Die Macht und Dynamik der wirtschaftlichen Zusammenhänge ist deutlich spürbar und die Vernetzung in unserer globalisierten Welt ist kaum mehr zu übersehen. Doch wie kann man wirtschaftliche Entwicklungen prognostizieren? Welche Ereignisse lassen auf welches zukünftige Geschehen schließen? Und vor allem: Wie kann man Situationen beeinflussen und welche Maßnahmen führen zu welcher Wirkung? Fragen, die üblicherweise Absolvent/inn/en der Volkswirtschaft beschäftigen.
Das Studium
Ziel des Studiums der Volkswirtschaft ist es, sich für anspruchsvolle volkswirtschaftliche Tätigkeiten in Wirtschaft, Politik und Forschung zu qualifizieren. Es soll die Fähigkeit zur selbstständigen Analyse ökonomischer Probleme vermitteln und das Verständnis für komplexe ökonomische Zusammenhänge schärfen. Absolvent/inn/en sollen in der Lage sein, als kompetente Ansprechpartner/innen überall dort aufzutreten, wo entsprechende Expertise in Politik und Wirtschaft benötigt wird. „Volkswirte und Volkswirtinnen sind auf dem Arbeitsmarkt vor allem dann stark nachgefragt, wenn sie das Wissen über ökonomische Theorien und die technische Fähigkeit, ökonometrische Modelle zu rechnen, verbinden können mit einem guten Verständnis für wirtschafts- und sozialpolitische Zusammenhänge sowie der Fähigkeit, ihr theoretisches Wissen auf konkrete praktische Problemstellungen zu übertragen“, so Konrad Pesendorfer, selbst Absolvent der Volkswirtschaft und nun fachstatistischer Generaldirektor der Statistik Austria. An der WU ist es heuer noch möglich, das Studium der Volkswirtschaft in der ursprünglichen Diplomstruktur zu beenden. Seit Bologna gibt es außerdem die Möglichkeit, in der Bachelorausbildung den Studienzweig Volkswirtschaft und Sozioökonomie zu belegen bzw. aufbauend das Masterstudium Volkswirtschaft zu wählen. Im Wintersemester 2011/12 haben noch 82 Diplom- und bereits 175 Masterstudierende Volkswirtschaft studiert. Zwölf Prozent aller Absolvent/inn/en im Bachelorstudium Wirtschafts- und Sozialwissenschaften wählten den Studienzweig Volkswirtschaft und Sozioökonomie. Ein kleiner, aber feiner Kreis von Interessierten, die sich für die Analyse komplexer ökonomischer Inhalte begeistern und den Arbeitsmarkt mit ihrem Fachwissen bereichern.

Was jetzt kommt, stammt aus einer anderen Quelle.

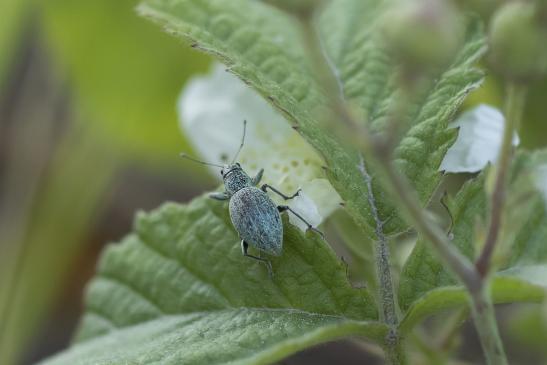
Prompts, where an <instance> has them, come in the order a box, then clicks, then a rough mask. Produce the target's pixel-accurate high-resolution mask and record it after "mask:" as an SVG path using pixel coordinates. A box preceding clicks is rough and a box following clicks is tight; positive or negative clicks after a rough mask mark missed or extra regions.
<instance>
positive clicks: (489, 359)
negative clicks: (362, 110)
mask: <svg viewBox="0 0 547 365" xmlns="http://www.w3.org/2000/svg"><path fill="white" fill-rule="evenodd" d="M301 23H302V29H303V38H304V41H305V44H306V46H307V47H308V52H309V54H310V56H311V58H312V62H314V65H315V68H316V72H317V73H318V79H319V81H320V82H321V83H322V86H323V87H324V88H325V91H326V94H327V96H328V97H329V100H330V103H331V106H332V109H333V111H334V113H335V114H336V116H337V117H338V119H339V121H340V122H342V124H341V125H338V127H342V128H344V129H345V132H346V135H348V136H353V137H350V139H351V141H352V142H357V143H356V145H357V146H358V147H360V148H362V149H363V150H364V151H365V152H366V153H368V154H369V155H370V156H372V157H373V158H374V159H375V160H376V161H377V162H378V167H379V168H380V169H381V170H382V171H381V172H383V174H384V176H385V182H386V184H387V187H388V188H389V189H390V190H391V192H392V193H393V195H394V198H395V201H397V202H399V207H400V208H401V210H402V211H403V213H404V214H405V216H406V217H407V219H408V220H409V223H411V224H412V225H413V226H414V228H415V229H416V231H417V232H418V233H419V234H420V235H421V236H422V237H424V238H425V239H426V241H427V242H429V243H430V244H431V246H432V248H433V249H434V251H436V253H437V254H438V255H439V256H440V258H441V259H442V260H443V261H444V263H445V264H446V265H447V266H448V268H449V269H450V270H451V271H452V272H453V273H454V274H456V276H457V277H458V279H459V280H460V281H461V282H462V283H463V284H464V286H465V287H466V288H467V290H468V291H469V293H470V294H471V311H472V313H473V319H474V322H475V327H476V328H477V332H478V334H479V338H480V341H481V344H482V347H483V350H484V352H485V357H486V360H487V363H488V364H489V365H494V364H496V365H505V364H507V359H506V357H505V353H504V350H503V345H502V342H501V340H500V337H499V332H498V327H497V323H496V319H495V316H494V306H493V304H492V301H491V298H490V295H489V294H490V293H489V291H488V290H487V289H488V288H489V286H488V281H487V280H485V279H486V278H485V277H483V276H482V275H481V273H480V272H479V270H477V267H476V266H475V265H474V264H473V262H472V261H470V260H469V259H468V258H467V257H465V256H464V255H462V254H461V253H460V252H459V251H458V250H457V248H455V247H454V246H453V245H452V244H451V243H450V241H449V239H448V237H447V236H446V234H445V232H444V231H443V230H442V229H441V227H439V226H438V225H437V224H436V223H435V222H433V221H432V220H431V219H430V218H429V216H428V214H427V213H426V211H425V210H424V209H423V208H422V205H421V203H420V201H419V200H418V198H417V195H416V192H415V190H414V189H413V187H412V186H411V185H410V183H409V182H408V181H407V179H406V177H405V176H403V175H401V174H400V173H399V171H397V169H396V168H395V167H394V165H393V162H392V157H393V156H392V147H391V145H390V139H389V138H388V139H387V140H386V139H383V138H375V137H373V136H372V135H371V133H370V132H369V130H368V128H366V126H365V123H362V122H361V121H360V120H357V118H356V117H355V116H354V115H353V113H352V112H351V110H350V109H349V107H348V106H347V104H346V103H345V100H344V97H343V90H342V89H341V87H340V83H339V82H338V78H337V75H336V72H335V71H334V70H333V68H332V66H331V63H330V62H329V59H328V57H327V56H326V54H325V52H324V51H323V48H322V46H321V41H320V39H319V36H318V34H317V31H316V30H315V27H314V24H313V22H312V19H311V18H304V19H301ZM510 92H511V95H512V96H510V98H509V99H510V103H509V104H510V105H512V106H509V107H508V109H509V110H510V116H508V118H510V119H513V120H517V121H518V119H519V118H515V115H516V116H518V117H520V114H519V113H517V112H516V110H518V109H519V108H520V107H521V105H522V101H519V100H521V99H520V96H519V95H520V93H519V92H517V91H516V90H514V89H511V90H510ZM516 106H520V107H518V108H517V107H516ZM402 115H404V114H402V113H401V114H399V113H396V115H395V116H394V117H393V122H394V123H396V122H399V120H398V118H401V116H402ZM515 126H516V124H515V125H514V126H513V127H512V130H514V128H515ZM507 129H510V128H507ZM507 133H509V132H506V134H507ZM511 138H512V132H511V133H509V146H510V141H511ZM504 145H505V143H504ZM507 148H508V151H505V152H502V155H505V157H503V156H502V159H504V158H507V159H509V157H510V152H511V150H510V147H507ZM506 164H507V162H506ZM362 167H364V164H362ZM363 170H364V172H365V173H364V174H363V175H364V176H365V182H366V183H367V178H366V176H368V177H370V175H368V173H367V172H366V169H361V172H363ZM504 174H505V172H504ZM503 179H505V176H503ZM367 187H368V183H367ZM368 190H369V192H371V190H370V188H369V189H368ZM367 198H368V199H369V202H370V195H369V196H368V197H367ZM370 205H371V212H372V214H373V215H374V211H375V205H373V204H370ZM377 213H378V212H376V216H375V219H376V218H378V214H377ZM496 214H501V213H499V212H498V213H496ZM376 223H377V227H376V228H377V236H378V238H379V241H382V239H381V238H380V237H382V235H383V233H382V234H380V235H378V233H379V232H378V228H381V227H382V224H381V223H382V222H381V221H380V220H379V219H378V220H377V221H376ZM497 225H498V227H499V223H498V224H497ZM496 234H497V233H496ZM384 239H385V237H384ZM385 247H386V246H385V245H382V243H381V242H380V243H379V244H378V252H380V257H377V259H378V261H379V262H378V263H377V266H378V272H379V276H380V277H379V278H380V283H379V284H380V287H381V288H380V292H381V298H382V299H381V302H382V303H381V305H382V312H383V317H384V318H383V320H384V322H385V323H386V324H388V325H389V326H390V327H391V328H392V331H390V332H389V335H388V336H387V338H386V341H385V345H384V348H385V351H386V359H388V362H389V363H390V364H402V363H405V362H406V359H405V357H404V351H403V349H402V347H403V344H402V341H401V338H400V336H399V334H398V329H397V328H396V327H395V326H394V324H393V323H390V322H391V321H395V323H396V318H397V317H396V315H395V314H394V313H395V311H394V308H395V305H394V299H393V298H394V294H393V288H392V284H391V280H390V279H391V272H390V266H389V255H383V253H382V252H385V253H388V251H387V250H385V251H383V250H384V248H385ZM385 270H387V275H385V276H383V275H384V271H385ZM386 278H389V280H387V279H386ZM384 279H386V280H385V281H384ZM384 295H385V298H384ZM390 297H391V299H390ZM384 299H386V300H384ZM392 301H393V302H392ZM390 303H393V305H391V304H390Z"/></svg>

Spezialist/inn/en für den Arbeitsmarkt
Volkswirtschaftliches Expert/inn/enwissen wird in vielen Zusammenhängen nachgefragt – vor allem wenn es um die Analyse, Erklärung und Prognose ökonomischer Prozesse geht. Dabei spielt es keine Rolle, ob es sich um wissenschaftliche Positionen, den öffentlichen Bereich oder die Privatwirtschaft handelt. „Im Privatsektor sind es vor allem die Finanzindustrie und große Konzerne, die ihre Investitionsentscheidungen zu einem guten Teil auf der Basis makroökonomischer Einschätzungen treffen. Im öffentlichen Sektor ist volkswirtschaftliche Expertise in den vielfältigen Bereichen der Wirtschaftspolitik und in der Wirtschaftsforschung gefragt“, so Pesendorfer. Und auch Ursula Hückel, Personalistin bei der Wirtschaftskammer Österreich, bekräftigt: „Typische Berufsfelder des Volkswirts oder der Volkswirtin gibt es in Interessenvertretungen, Universitäten, Bildungsanstalten oder politischen Funktionen.“
Dabei arbeiten Volkswirte und Volkswirtinnen vor allem wissenschaftsnahe. Cécile Undreiner vom Department für Volkswirtschaft an der WU erklärt: „Volkswirtschaftsabsolvent/inn/en der WU weisen höhere Kenntnisse in quantitativen Methoden auf. Eine typische spätere Aufgabe ist zum Beispiel die Aufbereitung von Länderanalysen oder Risikoabschätzungen.“ Auch bei der Statistik Austria gibt es eine eigene Direktion, die sich mit volkswirtschaftlichen Fragen auseinandersetzt – dort werden unter anderem das Bruttoinlandsprodukt, Inflationsraten oder Quoten des öffentlichen Defizits und Schuldenstands berechnet.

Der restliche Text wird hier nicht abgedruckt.